Publisher: Schott music


(North polar ice drift. Source: Wikimedia commons)

Linguistics has adopted the concept of “drift” from oceanography – as a description of incessant language change processes, which, like the ice drift, are characterized by the fact that certain parts of a language change in a circular fashion, some remain unchanged and sometimes even ‚counter-rotating‘ drifting movements occur in a language change process.
My intensive study of language has also changed my thinking about music and compositional techniques. Drift [I] is the attempt to transfer a linguistic phenomenon to music, respectively: to a musical instrument.
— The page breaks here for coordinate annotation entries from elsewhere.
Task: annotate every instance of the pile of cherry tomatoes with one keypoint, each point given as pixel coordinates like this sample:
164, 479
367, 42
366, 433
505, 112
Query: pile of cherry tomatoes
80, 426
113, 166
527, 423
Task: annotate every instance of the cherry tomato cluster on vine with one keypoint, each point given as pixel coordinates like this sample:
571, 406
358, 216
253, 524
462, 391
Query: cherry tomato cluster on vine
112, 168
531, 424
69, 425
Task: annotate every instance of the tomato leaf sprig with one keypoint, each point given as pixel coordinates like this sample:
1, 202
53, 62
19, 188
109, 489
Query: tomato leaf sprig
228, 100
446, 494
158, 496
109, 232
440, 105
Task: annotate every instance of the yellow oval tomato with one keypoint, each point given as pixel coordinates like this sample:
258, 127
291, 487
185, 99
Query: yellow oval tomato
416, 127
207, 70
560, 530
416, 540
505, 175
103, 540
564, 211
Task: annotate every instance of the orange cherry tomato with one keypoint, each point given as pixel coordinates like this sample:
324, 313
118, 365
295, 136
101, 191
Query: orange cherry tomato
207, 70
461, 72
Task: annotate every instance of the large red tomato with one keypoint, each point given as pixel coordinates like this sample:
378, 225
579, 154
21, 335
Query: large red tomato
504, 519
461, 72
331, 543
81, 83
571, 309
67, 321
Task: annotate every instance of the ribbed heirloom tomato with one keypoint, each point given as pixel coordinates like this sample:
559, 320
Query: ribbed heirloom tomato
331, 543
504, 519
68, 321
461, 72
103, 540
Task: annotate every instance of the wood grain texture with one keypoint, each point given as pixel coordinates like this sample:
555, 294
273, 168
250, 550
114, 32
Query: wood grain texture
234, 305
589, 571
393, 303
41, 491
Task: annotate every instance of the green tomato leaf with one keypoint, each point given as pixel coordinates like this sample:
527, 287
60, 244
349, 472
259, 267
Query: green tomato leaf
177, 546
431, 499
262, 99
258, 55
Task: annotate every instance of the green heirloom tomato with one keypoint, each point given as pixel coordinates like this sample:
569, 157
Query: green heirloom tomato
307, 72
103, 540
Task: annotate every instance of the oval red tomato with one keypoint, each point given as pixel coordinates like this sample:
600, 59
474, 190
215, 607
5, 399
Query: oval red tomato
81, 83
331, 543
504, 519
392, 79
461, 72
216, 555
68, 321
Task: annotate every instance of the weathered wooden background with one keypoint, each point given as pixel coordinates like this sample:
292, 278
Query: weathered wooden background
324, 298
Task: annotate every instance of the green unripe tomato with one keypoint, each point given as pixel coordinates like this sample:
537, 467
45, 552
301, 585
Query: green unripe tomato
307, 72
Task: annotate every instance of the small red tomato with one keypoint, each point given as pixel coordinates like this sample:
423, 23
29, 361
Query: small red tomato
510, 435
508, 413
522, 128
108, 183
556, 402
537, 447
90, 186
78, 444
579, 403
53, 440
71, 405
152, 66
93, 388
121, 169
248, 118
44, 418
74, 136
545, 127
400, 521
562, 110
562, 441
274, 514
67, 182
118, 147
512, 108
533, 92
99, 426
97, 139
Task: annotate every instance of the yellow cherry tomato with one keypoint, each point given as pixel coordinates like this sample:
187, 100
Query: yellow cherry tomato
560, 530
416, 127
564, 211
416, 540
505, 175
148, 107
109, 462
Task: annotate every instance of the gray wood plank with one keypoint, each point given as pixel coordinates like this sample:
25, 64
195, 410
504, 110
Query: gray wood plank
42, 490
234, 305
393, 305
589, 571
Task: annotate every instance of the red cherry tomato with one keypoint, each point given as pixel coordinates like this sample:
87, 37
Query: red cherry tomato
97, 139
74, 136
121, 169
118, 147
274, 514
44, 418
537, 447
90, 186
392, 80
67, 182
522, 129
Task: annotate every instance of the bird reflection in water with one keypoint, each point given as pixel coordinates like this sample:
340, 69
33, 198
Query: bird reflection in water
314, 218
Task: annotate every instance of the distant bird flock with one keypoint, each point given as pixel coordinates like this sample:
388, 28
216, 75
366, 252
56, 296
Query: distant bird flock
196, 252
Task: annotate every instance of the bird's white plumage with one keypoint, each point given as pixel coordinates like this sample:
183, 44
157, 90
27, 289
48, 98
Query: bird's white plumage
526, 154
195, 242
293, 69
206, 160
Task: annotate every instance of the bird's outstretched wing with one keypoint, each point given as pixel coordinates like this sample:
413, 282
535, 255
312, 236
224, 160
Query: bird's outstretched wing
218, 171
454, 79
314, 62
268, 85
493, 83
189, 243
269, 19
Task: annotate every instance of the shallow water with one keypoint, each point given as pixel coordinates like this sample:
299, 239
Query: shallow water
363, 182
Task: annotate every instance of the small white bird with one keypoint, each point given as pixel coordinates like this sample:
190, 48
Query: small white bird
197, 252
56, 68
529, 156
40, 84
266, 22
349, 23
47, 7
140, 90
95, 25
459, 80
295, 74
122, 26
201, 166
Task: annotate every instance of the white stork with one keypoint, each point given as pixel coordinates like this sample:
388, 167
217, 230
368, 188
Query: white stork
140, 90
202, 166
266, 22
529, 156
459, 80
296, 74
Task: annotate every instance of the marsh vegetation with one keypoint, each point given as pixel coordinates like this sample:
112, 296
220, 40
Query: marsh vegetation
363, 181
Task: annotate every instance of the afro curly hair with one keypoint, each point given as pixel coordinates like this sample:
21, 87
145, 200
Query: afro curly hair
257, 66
The piece works mainly with very slow, sometimes almost imperceptible and often superimposed processes of change. Thus, certain aspects of the instrument – such as the distance between two pitches, the distance between the bridge and fretboard – are being repeatedly strobed very slowly. The changes that result from the combination of these processes are observed as if viewed under a microscope. As an additional peculiarity, the player must slightly detune his instrument during the performance so that he himself feels more and more like on a drifting ice floe, because the action of the left hand does less and less deliver the notated pitches.
In addition to these slow processes, there are individual “jerky” events with greater density and external action, which sometimes prove to be the trigger of long-term developments, but sometimes also remain like foreign matter that doesn’t leave any mark on the broader surroundings – such as frozen flotsam in the ice or foreign words in a language.